44% of US homeowners plan to use home equity loans, and 42% plan to use cash from savings to pay for their remodels are the findings from a new survey fromPlanese.com and Remodelormove.com.

Sunnyvale CA December 3, 2013.—Proceeds from refinancing and home equity lines are the most popular ways for homeowners to pay for home remodeling expenses, according to a recent survey by Planese Inc.
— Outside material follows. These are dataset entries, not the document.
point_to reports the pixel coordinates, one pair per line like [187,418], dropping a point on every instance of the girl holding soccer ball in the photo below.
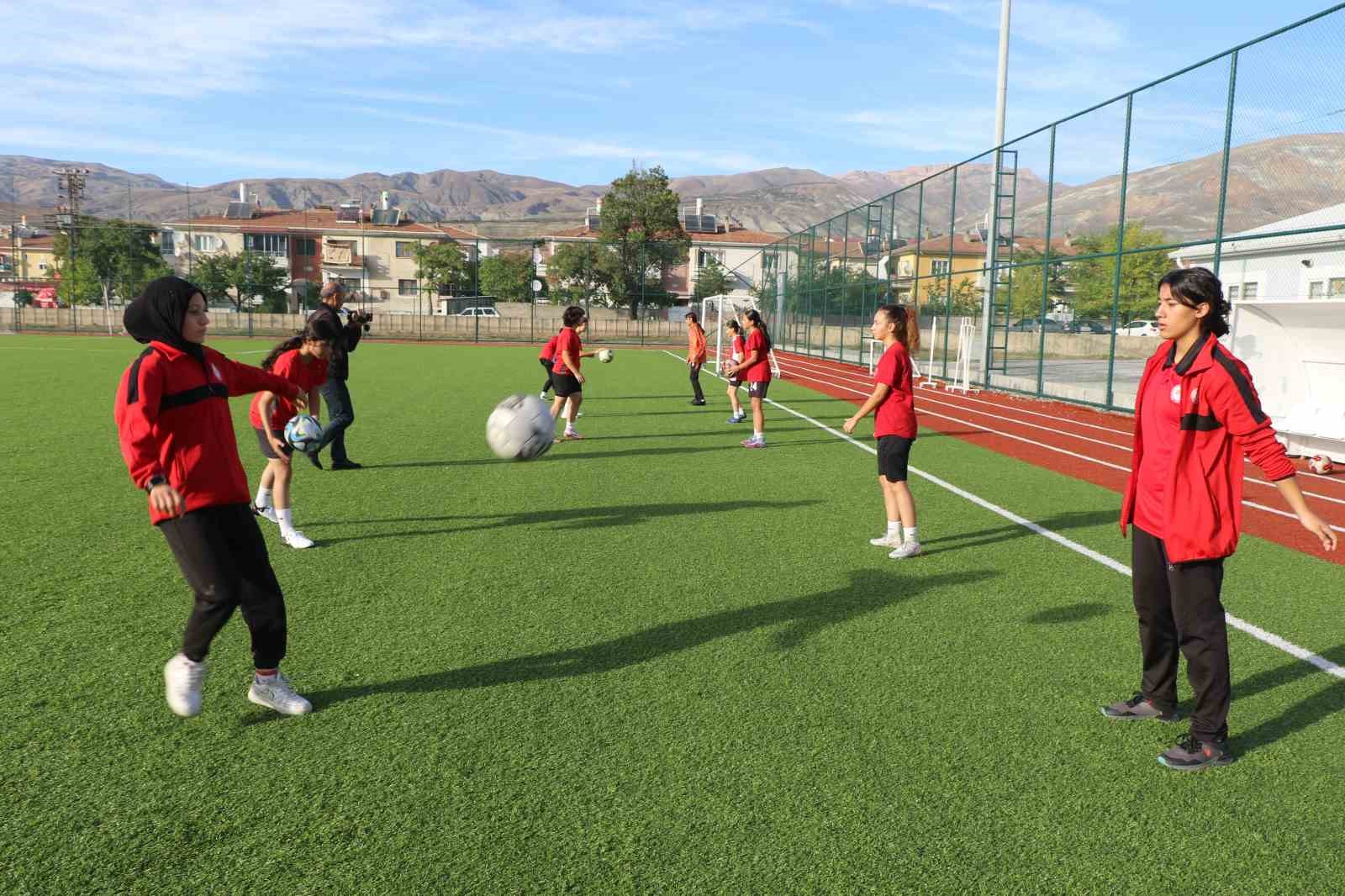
[565,374]
[178,441]
[737,351]
[1196,417]
[302,360]
[892,403]
[755,369]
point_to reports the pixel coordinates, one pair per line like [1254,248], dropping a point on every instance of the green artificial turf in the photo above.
[650,662]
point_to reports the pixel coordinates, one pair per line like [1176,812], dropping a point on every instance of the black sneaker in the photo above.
[1192,755]
[1140,708]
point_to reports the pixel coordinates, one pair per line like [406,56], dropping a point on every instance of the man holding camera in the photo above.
[340,414]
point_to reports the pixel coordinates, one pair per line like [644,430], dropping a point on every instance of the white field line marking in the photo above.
[959,403]
[1255,631]
[1073,454]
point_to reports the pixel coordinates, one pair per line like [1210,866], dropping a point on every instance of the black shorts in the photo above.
[565,385]
[894,455]
[266,444]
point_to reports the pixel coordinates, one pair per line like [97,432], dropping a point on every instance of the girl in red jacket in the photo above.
[1196,416]
[894,425]
[303,361]
[178,441]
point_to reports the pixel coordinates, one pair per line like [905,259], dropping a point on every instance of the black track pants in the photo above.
[1180,609]
[224,559]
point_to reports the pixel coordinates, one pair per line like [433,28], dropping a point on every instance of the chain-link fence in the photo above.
[1053,244]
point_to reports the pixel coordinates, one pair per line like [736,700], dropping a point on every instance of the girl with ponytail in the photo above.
[302,360]
[894,425]
[757,370]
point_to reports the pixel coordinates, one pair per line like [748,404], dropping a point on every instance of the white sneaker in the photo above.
[296,539]
[279,694]
[182,685]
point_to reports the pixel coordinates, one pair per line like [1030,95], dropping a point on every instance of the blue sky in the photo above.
[208,92]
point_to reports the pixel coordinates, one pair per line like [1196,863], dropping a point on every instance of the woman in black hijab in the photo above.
[178,441]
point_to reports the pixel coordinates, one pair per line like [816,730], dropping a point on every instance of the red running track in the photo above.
[1079,441]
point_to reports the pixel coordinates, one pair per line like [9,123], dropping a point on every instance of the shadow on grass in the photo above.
[1328,701]
[1058,524]
[1071,613]
[564,519]
[868,593]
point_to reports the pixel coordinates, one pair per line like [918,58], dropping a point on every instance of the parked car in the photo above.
[1138,329]
[1029,324]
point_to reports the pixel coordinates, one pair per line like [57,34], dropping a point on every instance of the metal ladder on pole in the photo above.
[1001,260]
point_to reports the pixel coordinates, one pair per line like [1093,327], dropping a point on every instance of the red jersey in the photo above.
[760,369]
[306,373]
[172,420]
[1163,428]
[567,340]
[896,416]
[1221,420]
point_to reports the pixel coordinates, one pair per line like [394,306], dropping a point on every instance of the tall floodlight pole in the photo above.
[993,219]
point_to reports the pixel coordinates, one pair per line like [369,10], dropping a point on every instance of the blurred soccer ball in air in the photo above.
[521,428]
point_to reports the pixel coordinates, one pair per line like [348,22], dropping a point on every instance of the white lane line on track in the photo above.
[1255,631]
[1063,451]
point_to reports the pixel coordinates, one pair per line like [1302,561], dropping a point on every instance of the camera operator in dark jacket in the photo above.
[340,414]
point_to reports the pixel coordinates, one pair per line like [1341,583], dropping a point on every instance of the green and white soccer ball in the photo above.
[521,428]
[304,434]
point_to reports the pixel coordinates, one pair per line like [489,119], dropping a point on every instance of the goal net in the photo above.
[717,311]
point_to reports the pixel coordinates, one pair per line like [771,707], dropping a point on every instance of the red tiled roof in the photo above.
[323,219]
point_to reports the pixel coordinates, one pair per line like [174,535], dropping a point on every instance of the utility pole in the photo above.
[71,186]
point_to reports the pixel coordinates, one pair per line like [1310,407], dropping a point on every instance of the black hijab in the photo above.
[158,313]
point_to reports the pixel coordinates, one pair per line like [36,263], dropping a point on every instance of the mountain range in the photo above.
[1268,181]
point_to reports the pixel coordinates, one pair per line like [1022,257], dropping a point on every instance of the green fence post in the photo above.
[1223,174]
[1121,245]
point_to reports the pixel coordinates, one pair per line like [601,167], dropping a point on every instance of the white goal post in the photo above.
[716,311]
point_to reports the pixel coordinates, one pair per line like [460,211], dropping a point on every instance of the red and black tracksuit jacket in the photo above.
[1221,420]
[172,420]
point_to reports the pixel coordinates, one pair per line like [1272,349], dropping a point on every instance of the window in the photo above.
[268,244]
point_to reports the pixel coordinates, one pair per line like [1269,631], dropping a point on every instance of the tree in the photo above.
[713,280]
[582,269]
[1094,279]
[508,276]
[642,229]
[441,266]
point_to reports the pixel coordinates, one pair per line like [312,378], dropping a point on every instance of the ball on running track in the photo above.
[304,434]
[521,428]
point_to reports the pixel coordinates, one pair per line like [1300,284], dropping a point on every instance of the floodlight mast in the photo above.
[993,217]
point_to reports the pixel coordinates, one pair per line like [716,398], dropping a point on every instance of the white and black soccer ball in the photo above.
[521,428]
[304,434]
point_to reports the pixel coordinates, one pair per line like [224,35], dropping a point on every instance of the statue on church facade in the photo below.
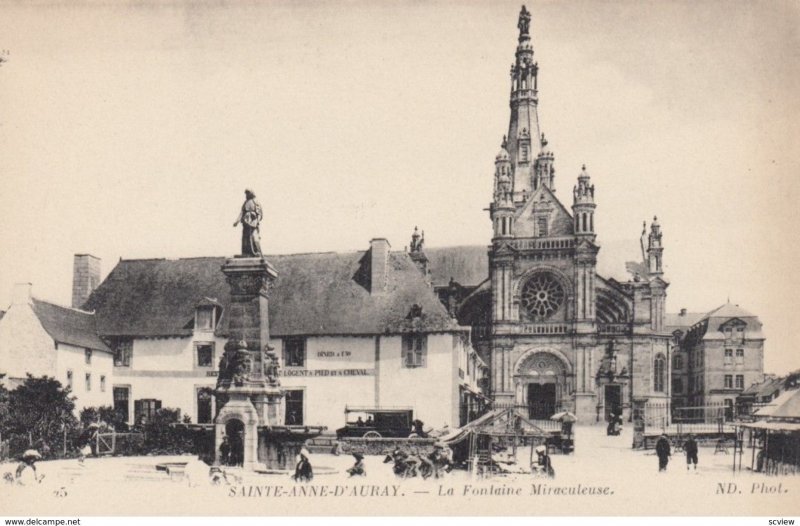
[524,21]
[250,218]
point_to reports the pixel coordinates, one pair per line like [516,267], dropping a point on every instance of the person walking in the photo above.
[358,468]
[664,451]
[690,447]
[225,452]
[303,471]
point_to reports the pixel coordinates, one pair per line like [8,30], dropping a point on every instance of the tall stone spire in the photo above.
[524,138]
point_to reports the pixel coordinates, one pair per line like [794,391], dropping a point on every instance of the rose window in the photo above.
[541,296]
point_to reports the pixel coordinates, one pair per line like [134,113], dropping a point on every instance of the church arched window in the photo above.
[659,373]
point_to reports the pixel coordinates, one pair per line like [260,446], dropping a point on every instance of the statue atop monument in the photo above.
[250,218]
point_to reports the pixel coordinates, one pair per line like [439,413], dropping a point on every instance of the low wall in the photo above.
[702,439]
[370,446]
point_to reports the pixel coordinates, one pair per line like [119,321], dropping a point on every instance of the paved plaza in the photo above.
[624,478]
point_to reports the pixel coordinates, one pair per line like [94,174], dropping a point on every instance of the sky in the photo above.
[131,130]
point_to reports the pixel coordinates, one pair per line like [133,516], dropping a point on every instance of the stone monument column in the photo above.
[250,396]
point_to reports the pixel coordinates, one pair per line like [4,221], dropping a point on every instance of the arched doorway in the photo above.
[541,379]
[234,430]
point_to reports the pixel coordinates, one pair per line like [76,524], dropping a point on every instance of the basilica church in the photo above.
[524,321]
[557,335]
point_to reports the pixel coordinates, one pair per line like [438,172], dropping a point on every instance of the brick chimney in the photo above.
[85,278]
[21,294]
[379,265]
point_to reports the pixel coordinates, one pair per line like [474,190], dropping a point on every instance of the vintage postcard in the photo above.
[399,258]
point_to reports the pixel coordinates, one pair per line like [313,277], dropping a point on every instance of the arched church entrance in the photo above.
[541,383]
[234,430]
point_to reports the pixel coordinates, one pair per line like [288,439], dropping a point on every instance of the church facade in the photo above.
[557,335]
[527,320]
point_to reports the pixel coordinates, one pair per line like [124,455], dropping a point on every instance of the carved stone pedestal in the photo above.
[248,389]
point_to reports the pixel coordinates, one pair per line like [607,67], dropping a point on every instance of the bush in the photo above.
[164,438]
[38,414]
[106,416]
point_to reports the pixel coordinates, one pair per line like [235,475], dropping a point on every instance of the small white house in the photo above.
[42,338]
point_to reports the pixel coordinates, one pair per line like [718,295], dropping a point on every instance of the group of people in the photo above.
[231,451]
[664,452]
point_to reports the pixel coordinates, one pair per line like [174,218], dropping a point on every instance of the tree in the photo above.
[40,412]
[104,415]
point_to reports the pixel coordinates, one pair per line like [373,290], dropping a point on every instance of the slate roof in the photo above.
[70,326]
[468,265]
[314,294]
[676,321]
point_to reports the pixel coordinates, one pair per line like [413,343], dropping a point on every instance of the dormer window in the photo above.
[541,227]
[204,319]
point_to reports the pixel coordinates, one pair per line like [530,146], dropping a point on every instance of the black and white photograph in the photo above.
[399,258]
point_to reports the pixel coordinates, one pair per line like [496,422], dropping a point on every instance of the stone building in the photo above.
[717,356]
[44,339]
[352,329]
[557,335]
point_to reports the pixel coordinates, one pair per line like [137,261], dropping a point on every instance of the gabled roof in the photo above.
[677,321]
[322,293]
[560,224]
[70,326]
[468,265]
[729,310]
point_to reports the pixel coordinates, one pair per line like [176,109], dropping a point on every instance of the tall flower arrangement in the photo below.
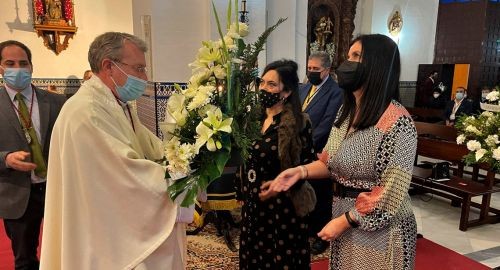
[217,115]
[481,133]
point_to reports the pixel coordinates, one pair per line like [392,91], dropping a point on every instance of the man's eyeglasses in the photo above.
[137,68]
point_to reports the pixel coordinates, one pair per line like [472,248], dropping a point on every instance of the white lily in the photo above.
[480,153]
[176,108]
[473,145]
[496,153]
[211,125]
[460,139]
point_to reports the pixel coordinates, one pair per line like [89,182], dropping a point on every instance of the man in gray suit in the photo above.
[27,116]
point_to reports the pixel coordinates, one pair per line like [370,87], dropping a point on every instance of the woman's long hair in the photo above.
[287,71]
[380,71]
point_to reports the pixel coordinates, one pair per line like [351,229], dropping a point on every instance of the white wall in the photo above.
[417,37]
[92,18]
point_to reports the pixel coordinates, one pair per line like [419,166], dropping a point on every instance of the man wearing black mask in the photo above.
[321,98]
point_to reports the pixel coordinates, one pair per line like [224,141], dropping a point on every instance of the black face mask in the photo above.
[349,75]
[268,99]
[314,77]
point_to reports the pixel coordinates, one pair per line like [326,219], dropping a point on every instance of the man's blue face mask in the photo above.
[132,89]
[17,78]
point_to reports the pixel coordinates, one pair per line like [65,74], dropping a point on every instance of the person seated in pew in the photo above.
[458,106]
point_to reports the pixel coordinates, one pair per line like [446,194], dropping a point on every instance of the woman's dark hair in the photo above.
[287,71]
[380,69]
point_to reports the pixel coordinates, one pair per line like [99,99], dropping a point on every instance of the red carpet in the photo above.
[429,254]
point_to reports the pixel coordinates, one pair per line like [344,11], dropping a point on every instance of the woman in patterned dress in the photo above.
[272,235]
[369,156]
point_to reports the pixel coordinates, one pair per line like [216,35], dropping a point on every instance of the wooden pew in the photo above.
[457,188]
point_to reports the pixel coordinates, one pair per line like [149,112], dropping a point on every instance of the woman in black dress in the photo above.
[272,235]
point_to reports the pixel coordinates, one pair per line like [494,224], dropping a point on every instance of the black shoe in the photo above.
[318,246]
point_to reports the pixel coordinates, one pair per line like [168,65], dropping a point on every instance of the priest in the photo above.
[106,203]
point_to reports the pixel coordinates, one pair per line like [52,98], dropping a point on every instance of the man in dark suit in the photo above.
[426,89]
[321,98]
[27,116]
[460,105]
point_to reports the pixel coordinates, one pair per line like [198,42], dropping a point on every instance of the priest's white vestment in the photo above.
[106,202]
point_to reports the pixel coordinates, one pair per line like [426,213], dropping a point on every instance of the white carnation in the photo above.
[487,114]
[473,145]
[492,140]
[473,129]
[460,139]
[496,154]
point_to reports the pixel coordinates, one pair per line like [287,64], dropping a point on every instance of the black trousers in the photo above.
[24,232]
[322,213]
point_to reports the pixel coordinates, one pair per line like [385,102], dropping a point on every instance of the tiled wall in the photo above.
[151,108]
[64,86]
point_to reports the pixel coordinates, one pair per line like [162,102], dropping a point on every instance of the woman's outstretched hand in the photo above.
[265,192]
[286,179]
[334,229]
[282,182]
[367,201]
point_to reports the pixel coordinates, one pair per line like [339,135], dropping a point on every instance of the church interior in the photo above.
[459,40]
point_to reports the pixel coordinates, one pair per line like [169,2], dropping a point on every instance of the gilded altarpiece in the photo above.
[330,24]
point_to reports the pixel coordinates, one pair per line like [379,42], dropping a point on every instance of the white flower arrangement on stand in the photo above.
[481,133]
[217,116]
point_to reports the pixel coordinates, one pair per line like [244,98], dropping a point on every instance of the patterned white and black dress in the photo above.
[383,156]
[272,235]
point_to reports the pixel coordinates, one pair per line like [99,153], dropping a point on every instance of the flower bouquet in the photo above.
[217,115]
[480,133]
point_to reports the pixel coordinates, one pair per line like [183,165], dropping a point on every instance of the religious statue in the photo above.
[395,24]
[323,31]
[54,9]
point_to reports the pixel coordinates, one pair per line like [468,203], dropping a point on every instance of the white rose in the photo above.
[243,29]
[480,153]
[460,139]
[496,153]
[492,140]
[487,114]
[473,145]
[493,96]
[473,129]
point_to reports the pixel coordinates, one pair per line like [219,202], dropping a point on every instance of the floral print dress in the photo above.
[383,156]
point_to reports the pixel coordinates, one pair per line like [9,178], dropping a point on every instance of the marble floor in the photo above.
[438,221]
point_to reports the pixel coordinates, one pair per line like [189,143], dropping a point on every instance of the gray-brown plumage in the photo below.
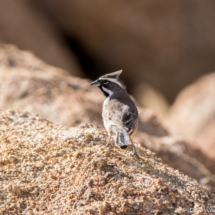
[119,113]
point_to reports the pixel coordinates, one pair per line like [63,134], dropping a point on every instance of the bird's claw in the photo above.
[132,154]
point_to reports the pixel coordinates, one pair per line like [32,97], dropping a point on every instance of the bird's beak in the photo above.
[95,83]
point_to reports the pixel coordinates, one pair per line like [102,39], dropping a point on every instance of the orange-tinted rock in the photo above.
[193,114]
[167,43]
[23,25]
[50,169]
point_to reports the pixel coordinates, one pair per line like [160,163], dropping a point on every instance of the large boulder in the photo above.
[27,83]
[193,114]
[50,169]
[167,43]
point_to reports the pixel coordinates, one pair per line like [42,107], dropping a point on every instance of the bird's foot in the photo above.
[132,154]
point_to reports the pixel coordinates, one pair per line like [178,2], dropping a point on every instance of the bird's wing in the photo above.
[123,117]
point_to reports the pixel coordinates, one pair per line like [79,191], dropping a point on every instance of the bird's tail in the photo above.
[122,139]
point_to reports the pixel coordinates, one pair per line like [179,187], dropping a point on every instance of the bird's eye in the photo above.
[105,82]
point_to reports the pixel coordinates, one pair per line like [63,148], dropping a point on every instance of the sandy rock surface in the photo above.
[50,169]
[193,114]
[27,83]
[23,25]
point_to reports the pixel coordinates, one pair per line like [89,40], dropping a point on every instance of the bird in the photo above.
[119,113]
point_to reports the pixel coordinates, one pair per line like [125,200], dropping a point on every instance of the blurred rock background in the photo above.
[162,46]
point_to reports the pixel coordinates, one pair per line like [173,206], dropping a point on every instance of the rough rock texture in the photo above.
[165,43]
[23,25]
[193,114]
[27,83]
[49,169]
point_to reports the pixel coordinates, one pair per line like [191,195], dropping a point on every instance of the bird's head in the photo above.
[110,83]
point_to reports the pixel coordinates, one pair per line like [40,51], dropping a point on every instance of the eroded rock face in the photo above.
[50,169]
[193,114]
[27,83]
[167,43]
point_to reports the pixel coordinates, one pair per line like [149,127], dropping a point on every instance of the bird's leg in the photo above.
[134,149]
[107,145]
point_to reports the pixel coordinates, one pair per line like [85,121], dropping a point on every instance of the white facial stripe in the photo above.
[113,80]
[109,92]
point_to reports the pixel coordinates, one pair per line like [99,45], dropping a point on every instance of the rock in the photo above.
[166,44]
[183,155]
[27,83]
[193,114]
[23,25]
[50,169]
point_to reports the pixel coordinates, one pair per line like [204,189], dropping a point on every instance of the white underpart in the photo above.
[109,92]
[113,80]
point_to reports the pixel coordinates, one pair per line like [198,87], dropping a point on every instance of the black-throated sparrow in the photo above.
[119,113]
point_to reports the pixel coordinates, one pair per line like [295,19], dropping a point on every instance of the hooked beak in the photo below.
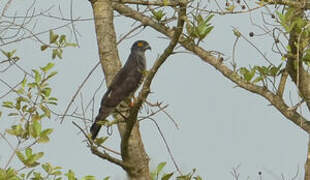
[148,47]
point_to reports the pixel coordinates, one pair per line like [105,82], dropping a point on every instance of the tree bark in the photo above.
[133,152]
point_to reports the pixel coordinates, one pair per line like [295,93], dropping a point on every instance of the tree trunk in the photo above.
[133,152]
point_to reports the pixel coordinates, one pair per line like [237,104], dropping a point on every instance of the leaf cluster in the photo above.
[57,43]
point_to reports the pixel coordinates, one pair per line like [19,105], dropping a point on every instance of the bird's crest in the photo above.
[140,44]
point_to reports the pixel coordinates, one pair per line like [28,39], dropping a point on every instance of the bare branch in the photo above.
[206,56]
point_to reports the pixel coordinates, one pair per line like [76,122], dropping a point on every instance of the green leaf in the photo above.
[89,178]
[62,39]
[12,114]
[101,140]
[37,76]
[28,152]
[47,67]
[236,33]
[160,167]
[37,156]
[51,75]
[70,45]
[44,47]
[20,156]
[198,178]
[47,167]
[46,92]
[46,111]
[8,104]
[260,78]
[35,129]
[158,15]
[54,52]
[70,174]
[44,135]
[53,37]
[16,130]
[167,176]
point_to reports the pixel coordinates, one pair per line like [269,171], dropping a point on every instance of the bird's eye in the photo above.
[140,44]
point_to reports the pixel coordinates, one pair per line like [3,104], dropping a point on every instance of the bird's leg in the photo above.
[132,101]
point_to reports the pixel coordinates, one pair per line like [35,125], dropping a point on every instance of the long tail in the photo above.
[104,112]
[94,130]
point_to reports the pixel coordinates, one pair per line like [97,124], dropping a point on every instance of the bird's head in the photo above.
[140,46]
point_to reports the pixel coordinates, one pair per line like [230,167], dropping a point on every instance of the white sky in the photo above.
[220,126]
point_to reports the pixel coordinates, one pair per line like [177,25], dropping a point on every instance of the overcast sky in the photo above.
[221,126]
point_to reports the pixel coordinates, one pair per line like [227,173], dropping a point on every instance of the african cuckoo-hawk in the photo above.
[124,83]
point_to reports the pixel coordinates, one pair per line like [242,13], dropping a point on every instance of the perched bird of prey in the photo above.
[124,83]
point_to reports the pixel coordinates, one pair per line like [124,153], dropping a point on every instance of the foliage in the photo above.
[157,174]
[199,28]
[57,43]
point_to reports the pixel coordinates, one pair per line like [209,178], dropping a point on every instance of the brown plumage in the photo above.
[125,83]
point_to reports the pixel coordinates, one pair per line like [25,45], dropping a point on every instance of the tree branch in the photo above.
[206,56]
[132,119]
[152,3]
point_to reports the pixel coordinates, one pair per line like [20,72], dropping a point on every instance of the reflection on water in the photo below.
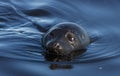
[23,22]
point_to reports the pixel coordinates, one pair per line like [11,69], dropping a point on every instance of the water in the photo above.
[23,22]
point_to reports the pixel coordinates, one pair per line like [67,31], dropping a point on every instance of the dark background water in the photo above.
[22,23]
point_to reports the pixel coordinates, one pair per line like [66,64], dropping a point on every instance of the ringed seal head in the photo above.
[65,38]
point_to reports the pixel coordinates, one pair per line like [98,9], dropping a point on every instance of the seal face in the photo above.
[64,38]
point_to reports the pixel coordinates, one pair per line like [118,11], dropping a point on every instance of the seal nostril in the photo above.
[57,46]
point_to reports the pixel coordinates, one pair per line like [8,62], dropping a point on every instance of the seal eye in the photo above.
[70,36]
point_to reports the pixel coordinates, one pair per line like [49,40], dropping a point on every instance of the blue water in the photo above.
[23,22]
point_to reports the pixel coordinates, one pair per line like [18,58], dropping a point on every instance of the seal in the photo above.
[65,38]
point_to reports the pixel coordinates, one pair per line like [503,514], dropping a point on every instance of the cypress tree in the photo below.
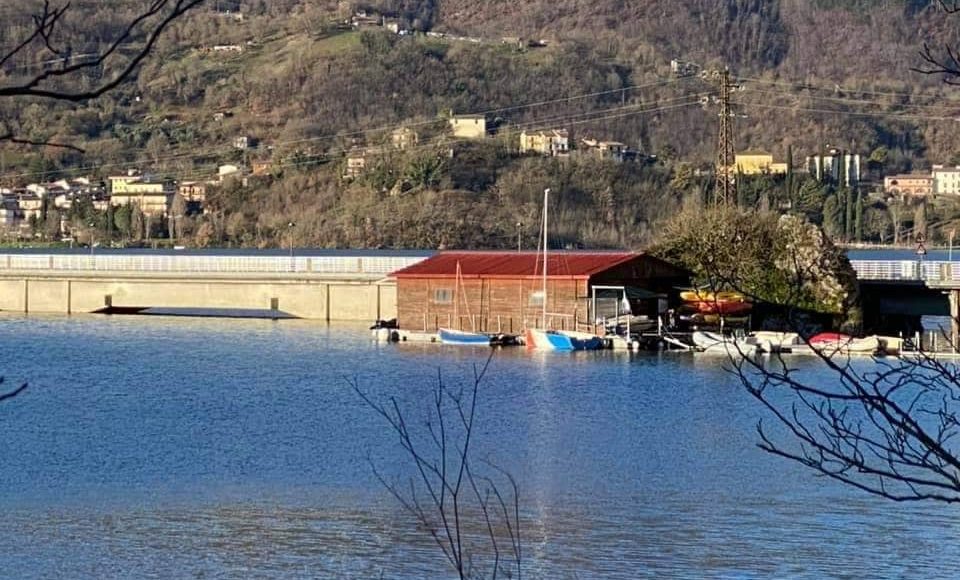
[858,218]
[849,221]
[788,182]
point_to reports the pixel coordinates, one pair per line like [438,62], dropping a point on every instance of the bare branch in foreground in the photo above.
[13,393]
[465,512]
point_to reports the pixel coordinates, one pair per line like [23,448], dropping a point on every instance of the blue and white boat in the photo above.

The survey, conducted via remodelormove.com, found that 44% of the homeowners who responded planned to use their home equity to finance their remodel.  “Home prices are on the rise, and that is creating equity levels we haven’t seen for years,” says Rocky Foroutan, CEO of lender411.com. “Using this equity to make improvements to the homeowner’s asset – their home – makes good sense.”

Almost as many homeowners – 42% – are using cash from their savings to pay for the remodel or addition to their homes.  “With interest rates at record lows and the stock market at record highs, it is a good decision for some homeowners to move some money around and now invest in their homes to get the best returns, “ says Dan Fritschen, homeowner advocate and founder of remodelormove.com. “If your savings account is only paying one-half percent and you’re concerned the stock market won’t keep going up forever,  investing in your home – and in your quality of life – by remodeling your kitchen, adding a bathroom or a master suite, could be your best investment opportunity.”

14% of respondents are borrowing from their retirement accounts or are using credit cards and personal loans to pay for the work to be done.  “Both of these financing methods are reasonable alternatives for financing a remodel, but each comes with a variety of risks,” Fritschen said. “Credit cards and personal loans that are at promotional rates of 0% for a year or two, or even those offering a 10% discount on purchases can be a great deal IF they are managed well.  However, any savings at the beginning of the offer are quickly lost if a homeowner ends up paying 10% or 15% or more annually on what they spent to remodel.  In this case, it may be better to reduce the scale of the remodel, or postpone the remodel until the homeowner has enough equity or can save up enough cash to pay for the project with cash or by refinancing their home mortgage.”